Dalam waktu sekejap isu persaingan politik di balik aksi teror mengendap. Bahkan, sekarang justru terlihat kedekatan petinggi Partai Demokrat dengan PDI Perjuangan untuk menggolkan kursi Ketua MPR yang diperebutkan banyak pihak. Lebih jauh lagi, beberapa tokoh Partai Golkar yang dipelopori Aburizal Bakrie terlihat mendukung kepemimpinan SBY-Boediono dan berharap dapat mengisi kursi kabinet lima tahun mendatang, dengan resiko meninggalkan Kalla di tengah jalan. Jadi, ancaman teror terhadap SBY itu serius atau spekulasi saja?

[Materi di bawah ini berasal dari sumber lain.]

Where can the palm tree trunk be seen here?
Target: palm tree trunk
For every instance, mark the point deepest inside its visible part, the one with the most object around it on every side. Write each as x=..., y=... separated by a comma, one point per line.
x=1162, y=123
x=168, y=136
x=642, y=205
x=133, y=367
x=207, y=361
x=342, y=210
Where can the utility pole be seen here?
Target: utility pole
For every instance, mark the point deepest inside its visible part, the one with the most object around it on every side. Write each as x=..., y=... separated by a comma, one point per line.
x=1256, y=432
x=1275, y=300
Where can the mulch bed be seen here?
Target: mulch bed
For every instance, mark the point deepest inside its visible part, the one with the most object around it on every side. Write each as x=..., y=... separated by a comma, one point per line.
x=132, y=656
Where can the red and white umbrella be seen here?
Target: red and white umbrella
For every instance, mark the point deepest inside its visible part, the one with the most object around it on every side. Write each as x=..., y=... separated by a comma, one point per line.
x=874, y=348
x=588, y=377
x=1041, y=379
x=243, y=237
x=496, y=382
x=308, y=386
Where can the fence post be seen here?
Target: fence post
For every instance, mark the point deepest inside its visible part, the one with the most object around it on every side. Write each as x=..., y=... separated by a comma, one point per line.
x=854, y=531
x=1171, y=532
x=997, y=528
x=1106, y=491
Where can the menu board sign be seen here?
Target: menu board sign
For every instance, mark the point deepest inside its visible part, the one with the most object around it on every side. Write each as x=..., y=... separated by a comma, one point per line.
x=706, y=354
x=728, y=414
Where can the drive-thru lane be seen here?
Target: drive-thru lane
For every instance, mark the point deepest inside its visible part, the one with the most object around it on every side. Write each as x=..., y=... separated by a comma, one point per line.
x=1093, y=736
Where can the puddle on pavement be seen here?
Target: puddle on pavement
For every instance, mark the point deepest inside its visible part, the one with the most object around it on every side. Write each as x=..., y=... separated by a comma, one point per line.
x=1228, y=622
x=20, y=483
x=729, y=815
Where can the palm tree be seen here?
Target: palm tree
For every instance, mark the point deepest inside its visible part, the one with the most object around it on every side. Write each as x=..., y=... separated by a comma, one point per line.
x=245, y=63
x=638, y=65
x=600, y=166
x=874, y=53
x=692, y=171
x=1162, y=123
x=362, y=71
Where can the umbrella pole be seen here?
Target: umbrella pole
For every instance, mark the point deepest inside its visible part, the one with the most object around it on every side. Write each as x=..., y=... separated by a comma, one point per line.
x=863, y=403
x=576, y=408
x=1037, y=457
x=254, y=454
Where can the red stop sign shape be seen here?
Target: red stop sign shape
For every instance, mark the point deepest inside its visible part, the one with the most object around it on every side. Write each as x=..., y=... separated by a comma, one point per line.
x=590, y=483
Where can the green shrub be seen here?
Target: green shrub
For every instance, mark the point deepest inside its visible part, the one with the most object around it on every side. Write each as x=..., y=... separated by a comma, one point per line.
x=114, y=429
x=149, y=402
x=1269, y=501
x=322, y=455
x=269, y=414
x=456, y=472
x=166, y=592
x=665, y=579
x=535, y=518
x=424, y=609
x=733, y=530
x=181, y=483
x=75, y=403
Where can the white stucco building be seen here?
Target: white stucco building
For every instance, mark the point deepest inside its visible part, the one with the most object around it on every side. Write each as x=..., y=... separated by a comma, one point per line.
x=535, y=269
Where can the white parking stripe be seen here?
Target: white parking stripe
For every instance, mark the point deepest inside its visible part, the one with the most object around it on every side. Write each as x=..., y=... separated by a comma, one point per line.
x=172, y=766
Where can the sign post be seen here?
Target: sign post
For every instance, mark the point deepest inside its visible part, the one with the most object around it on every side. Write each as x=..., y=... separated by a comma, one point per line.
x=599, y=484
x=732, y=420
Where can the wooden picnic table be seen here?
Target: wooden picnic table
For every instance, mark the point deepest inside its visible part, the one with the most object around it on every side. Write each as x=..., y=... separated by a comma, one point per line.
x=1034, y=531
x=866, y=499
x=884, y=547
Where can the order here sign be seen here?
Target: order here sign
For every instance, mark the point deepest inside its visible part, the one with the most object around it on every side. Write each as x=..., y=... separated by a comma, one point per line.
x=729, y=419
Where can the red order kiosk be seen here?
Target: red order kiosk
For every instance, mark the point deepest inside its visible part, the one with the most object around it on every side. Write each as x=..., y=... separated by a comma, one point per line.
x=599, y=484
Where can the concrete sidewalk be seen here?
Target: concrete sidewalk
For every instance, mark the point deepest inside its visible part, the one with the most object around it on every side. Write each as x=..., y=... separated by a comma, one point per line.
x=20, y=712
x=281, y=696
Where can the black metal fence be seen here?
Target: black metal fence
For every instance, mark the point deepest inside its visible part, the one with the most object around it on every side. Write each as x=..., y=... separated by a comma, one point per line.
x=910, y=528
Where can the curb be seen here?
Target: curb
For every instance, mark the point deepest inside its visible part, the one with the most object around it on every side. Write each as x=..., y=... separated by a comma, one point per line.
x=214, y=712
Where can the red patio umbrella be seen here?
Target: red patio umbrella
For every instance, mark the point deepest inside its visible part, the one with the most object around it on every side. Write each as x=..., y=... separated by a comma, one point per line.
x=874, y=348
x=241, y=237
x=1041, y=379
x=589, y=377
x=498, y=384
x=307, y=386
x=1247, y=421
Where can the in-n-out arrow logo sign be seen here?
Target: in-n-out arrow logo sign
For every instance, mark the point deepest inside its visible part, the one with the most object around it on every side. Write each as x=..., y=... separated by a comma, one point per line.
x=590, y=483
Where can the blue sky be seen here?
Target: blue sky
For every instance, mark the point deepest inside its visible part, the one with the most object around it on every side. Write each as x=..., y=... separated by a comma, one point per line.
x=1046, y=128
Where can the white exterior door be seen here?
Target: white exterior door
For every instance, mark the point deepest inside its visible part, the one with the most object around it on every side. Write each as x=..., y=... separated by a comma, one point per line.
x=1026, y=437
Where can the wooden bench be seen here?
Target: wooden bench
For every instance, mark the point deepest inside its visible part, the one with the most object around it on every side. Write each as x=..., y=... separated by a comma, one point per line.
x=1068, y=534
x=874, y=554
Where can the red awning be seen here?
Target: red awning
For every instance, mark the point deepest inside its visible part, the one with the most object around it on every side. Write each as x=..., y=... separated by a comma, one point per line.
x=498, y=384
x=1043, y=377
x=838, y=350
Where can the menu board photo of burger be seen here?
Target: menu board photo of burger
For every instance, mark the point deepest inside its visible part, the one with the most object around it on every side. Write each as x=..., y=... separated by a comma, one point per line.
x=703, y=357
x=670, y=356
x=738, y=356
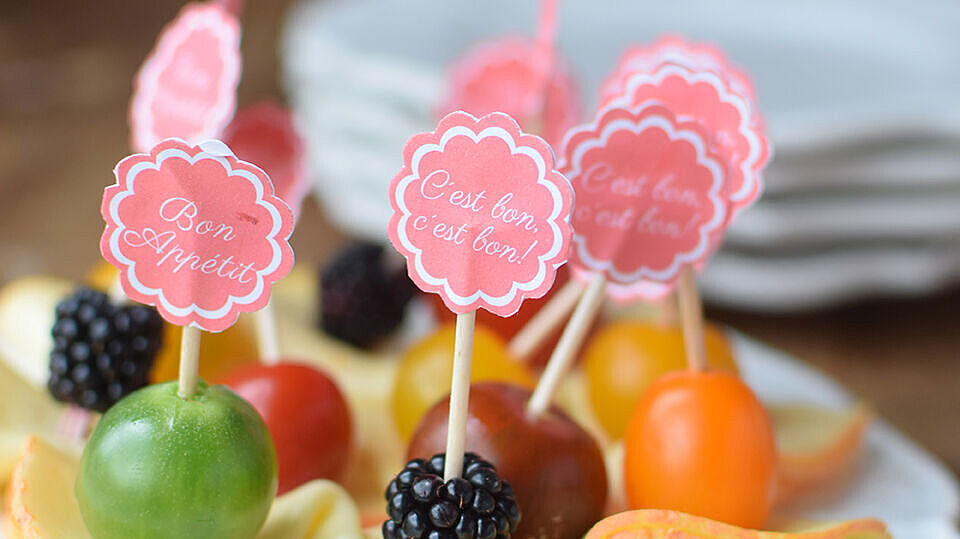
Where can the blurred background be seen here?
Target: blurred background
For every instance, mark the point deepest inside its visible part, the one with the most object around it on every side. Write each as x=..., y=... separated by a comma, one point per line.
x=850, y=261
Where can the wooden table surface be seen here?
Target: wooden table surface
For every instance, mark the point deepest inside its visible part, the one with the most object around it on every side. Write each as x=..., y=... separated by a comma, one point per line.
x=65, y=80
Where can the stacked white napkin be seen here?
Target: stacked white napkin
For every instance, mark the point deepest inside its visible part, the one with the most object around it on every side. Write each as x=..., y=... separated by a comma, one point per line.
x=861, y=99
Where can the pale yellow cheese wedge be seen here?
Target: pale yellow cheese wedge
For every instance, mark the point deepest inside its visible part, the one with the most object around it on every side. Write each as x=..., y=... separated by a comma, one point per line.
x=40, y=501
x=320, y=509
x=27, y=313
x=24, y=409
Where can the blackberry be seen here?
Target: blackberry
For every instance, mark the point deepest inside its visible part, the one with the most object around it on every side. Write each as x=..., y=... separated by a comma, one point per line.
x=101, y=352
x=362, y=299
x=478, y=505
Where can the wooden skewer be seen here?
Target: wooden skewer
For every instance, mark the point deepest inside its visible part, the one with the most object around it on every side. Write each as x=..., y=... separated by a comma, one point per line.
x=567, y=348
x=268, y=344
x=548, y=318
x=189, y=361
x=459, y=395
x=691, y=319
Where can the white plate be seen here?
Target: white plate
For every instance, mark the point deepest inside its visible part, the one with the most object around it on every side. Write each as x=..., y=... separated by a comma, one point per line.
x=898, y=481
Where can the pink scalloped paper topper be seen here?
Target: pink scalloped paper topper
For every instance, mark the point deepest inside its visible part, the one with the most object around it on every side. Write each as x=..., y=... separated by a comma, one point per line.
x=507, y=75
x=624, y=294
x=651, y=194
x=705, y=97
x=187, y=86
x=676, y=50
x=196, y=232
x=265, y=134
x=480, y=213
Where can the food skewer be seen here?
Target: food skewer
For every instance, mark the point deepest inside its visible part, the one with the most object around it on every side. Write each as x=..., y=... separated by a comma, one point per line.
x=545, y=321
x=573, y=335
x=691, y=319
x=459, y=395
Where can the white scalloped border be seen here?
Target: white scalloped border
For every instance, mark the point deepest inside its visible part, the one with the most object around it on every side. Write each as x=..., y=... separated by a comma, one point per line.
x=715, y=194
x=552, y=220
x=128, y=183
x=753, y=181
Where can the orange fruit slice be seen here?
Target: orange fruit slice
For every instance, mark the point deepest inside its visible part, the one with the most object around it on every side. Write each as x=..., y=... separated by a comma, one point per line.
x=659, y=523
x=817, y=447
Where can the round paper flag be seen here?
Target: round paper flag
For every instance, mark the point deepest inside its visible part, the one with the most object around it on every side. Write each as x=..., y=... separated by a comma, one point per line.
x=508, y=75
x=187, y=87
x=651, y=194
x=480, y=214
x=675, y=50
x=729, y=119
x=265, y=134
x=196, y=232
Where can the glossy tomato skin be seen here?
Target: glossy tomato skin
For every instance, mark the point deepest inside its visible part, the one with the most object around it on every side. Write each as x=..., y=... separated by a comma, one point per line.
x=306, y=414
x=555, y=467
x=701, y=443
x=160, y=466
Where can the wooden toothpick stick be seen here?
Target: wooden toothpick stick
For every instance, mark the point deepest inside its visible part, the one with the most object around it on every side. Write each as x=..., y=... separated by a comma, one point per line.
x=189, y=361
x=569, y=343
x=691, y=319
x=548, y=318
x=268, y=344
x=459, y=395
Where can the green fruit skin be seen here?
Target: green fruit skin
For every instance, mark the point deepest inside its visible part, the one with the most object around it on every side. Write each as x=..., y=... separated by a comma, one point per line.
x=159, y=466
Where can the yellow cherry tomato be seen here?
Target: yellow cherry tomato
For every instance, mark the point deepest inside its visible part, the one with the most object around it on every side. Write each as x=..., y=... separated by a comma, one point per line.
x=423, y=375
x=625, y=357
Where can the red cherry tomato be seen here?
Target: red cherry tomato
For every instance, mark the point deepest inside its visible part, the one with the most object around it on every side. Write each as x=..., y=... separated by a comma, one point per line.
x=306, y=415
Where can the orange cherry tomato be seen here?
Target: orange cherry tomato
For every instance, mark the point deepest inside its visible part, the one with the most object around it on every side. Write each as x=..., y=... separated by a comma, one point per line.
x=625, y=357
x=701, y=443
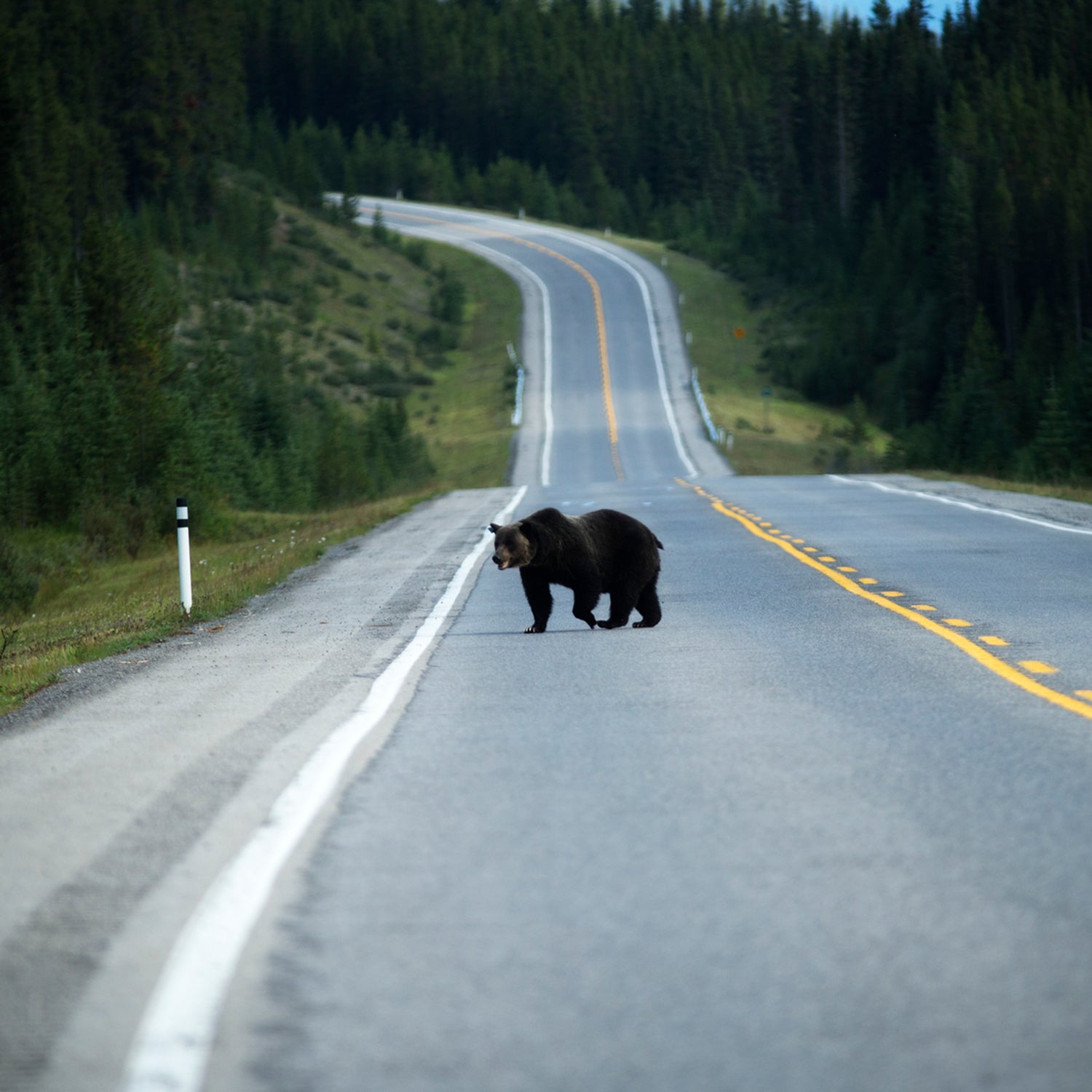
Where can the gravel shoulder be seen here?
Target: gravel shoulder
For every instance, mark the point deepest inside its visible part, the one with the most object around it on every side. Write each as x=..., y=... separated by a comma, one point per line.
x=1066, y=513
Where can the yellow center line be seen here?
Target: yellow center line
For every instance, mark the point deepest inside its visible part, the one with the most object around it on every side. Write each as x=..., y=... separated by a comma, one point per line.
x=601, y=325
x=987, y=660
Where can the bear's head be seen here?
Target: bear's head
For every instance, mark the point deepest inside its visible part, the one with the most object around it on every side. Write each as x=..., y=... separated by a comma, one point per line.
x=513, y=545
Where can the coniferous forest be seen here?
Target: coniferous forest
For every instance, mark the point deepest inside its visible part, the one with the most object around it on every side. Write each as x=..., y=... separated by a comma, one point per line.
x=919, y=202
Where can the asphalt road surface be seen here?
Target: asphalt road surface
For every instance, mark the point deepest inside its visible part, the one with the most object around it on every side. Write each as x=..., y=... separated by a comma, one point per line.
x=827, y=827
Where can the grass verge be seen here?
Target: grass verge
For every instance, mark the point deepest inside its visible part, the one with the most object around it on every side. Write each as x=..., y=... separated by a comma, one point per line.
x=772, y=430
x=342, y=303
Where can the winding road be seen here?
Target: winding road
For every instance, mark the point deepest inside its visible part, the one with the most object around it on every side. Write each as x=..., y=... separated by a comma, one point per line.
x=827, y=827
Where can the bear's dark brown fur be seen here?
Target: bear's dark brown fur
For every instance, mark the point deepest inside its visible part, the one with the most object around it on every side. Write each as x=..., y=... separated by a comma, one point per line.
x=601, y=553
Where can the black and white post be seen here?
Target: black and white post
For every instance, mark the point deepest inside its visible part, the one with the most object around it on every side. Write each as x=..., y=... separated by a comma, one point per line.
x=185, y=585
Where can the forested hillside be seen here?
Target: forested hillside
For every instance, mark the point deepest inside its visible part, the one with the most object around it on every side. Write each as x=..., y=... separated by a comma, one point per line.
x=926, y=199
x=919, y=205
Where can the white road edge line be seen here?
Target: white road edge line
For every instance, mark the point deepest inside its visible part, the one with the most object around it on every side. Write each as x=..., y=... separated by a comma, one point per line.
x=963, y=504
x=176, y=1033
x=653, y=338
x=574, y=237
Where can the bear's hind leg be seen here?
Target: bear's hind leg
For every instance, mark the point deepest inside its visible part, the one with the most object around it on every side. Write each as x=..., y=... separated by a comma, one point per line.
x=648, y=606
x=583, y=604
x=622, y=604
x=539, y=600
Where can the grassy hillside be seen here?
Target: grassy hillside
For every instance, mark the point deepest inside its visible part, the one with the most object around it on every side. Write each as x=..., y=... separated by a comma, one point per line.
x=360, y=319
x=729, y=342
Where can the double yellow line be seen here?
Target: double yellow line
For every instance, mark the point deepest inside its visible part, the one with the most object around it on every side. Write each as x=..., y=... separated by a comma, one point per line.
x=600, y=319
x=998, y=666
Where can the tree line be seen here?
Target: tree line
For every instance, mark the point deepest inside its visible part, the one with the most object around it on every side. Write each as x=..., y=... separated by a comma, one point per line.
x=924, y=199
x=115, y=124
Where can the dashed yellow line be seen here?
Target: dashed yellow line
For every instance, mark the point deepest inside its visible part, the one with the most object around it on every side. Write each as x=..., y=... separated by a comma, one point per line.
x=943, y=628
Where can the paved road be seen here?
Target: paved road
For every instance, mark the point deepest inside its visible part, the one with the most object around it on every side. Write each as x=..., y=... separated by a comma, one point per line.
x=826, y=827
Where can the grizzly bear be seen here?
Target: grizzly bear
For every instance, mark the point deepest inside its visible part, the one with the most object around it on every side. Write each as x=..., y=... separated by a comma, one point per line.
x=598, y=553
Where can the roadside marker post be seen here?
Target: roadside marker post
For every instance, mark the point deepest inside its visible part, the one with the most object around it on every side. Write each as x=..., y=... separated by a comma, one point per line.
x=185, y=585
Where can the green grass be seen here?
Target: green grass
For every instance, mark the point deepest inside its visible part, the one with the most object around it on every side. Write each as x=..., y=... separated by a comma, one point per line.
x=87, y=609
x=375, y=309
x=779, y=434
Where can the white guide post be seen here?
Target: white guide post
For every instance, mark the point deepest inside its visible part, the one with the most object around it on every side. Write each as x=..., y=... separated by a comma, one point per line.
x=185, y=585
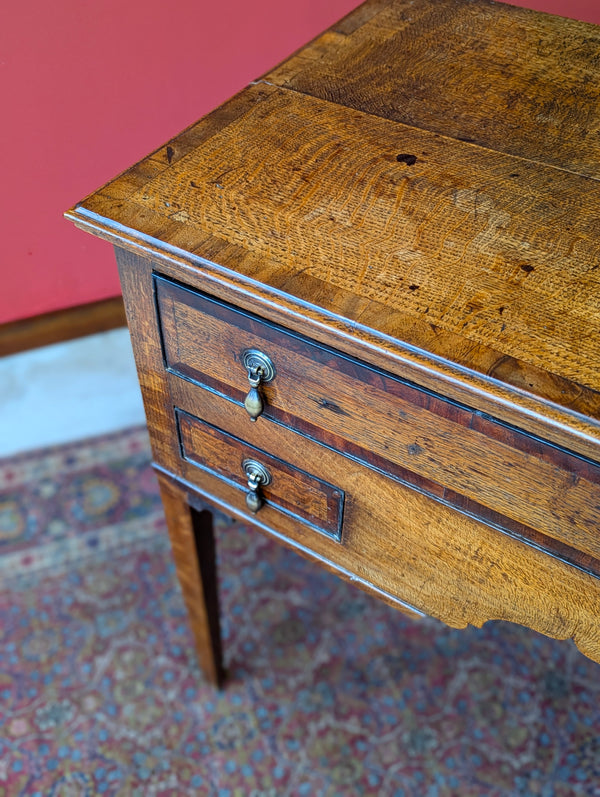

Selanjutnya, yang terjadi adaslah Isu segera bergeser kepada kelompok Islam, antara lain, melalui penyergapan Detasemen Khusus 88 di Temanggung, Jawa Tengah. Sebuah rumah milik Muhjahri yang sudah sepuh dikepung 600 ratus polisi bersenjata lengkap. Setelah operasi yang menegangkan, dan berlansung selama 17 jam itu, akhirnya tertembak seorang tersangka teroris yang semula diduga Noordin M. Top, tapi tiga hari kemudian diakui polisi sebagai Ibrohim.
Muhjahri adalah pensiunan pegawai Departemen Agama yang menjadi guru bantu SMA Muhammdiyah Kedu, karena itu Ketua Umum PP Muhammadiyah Din Syamsuddin turun tangan menugaskan belasan pengacara Muhammadiyah untuk melindungi hak Muhjahri. Bukan kebetulan kiranya, dalam pilpres Din dan Muhammadiyah mendukung JK-Wiranto, walau PAN berkoalisi dengan SBY-Boediono.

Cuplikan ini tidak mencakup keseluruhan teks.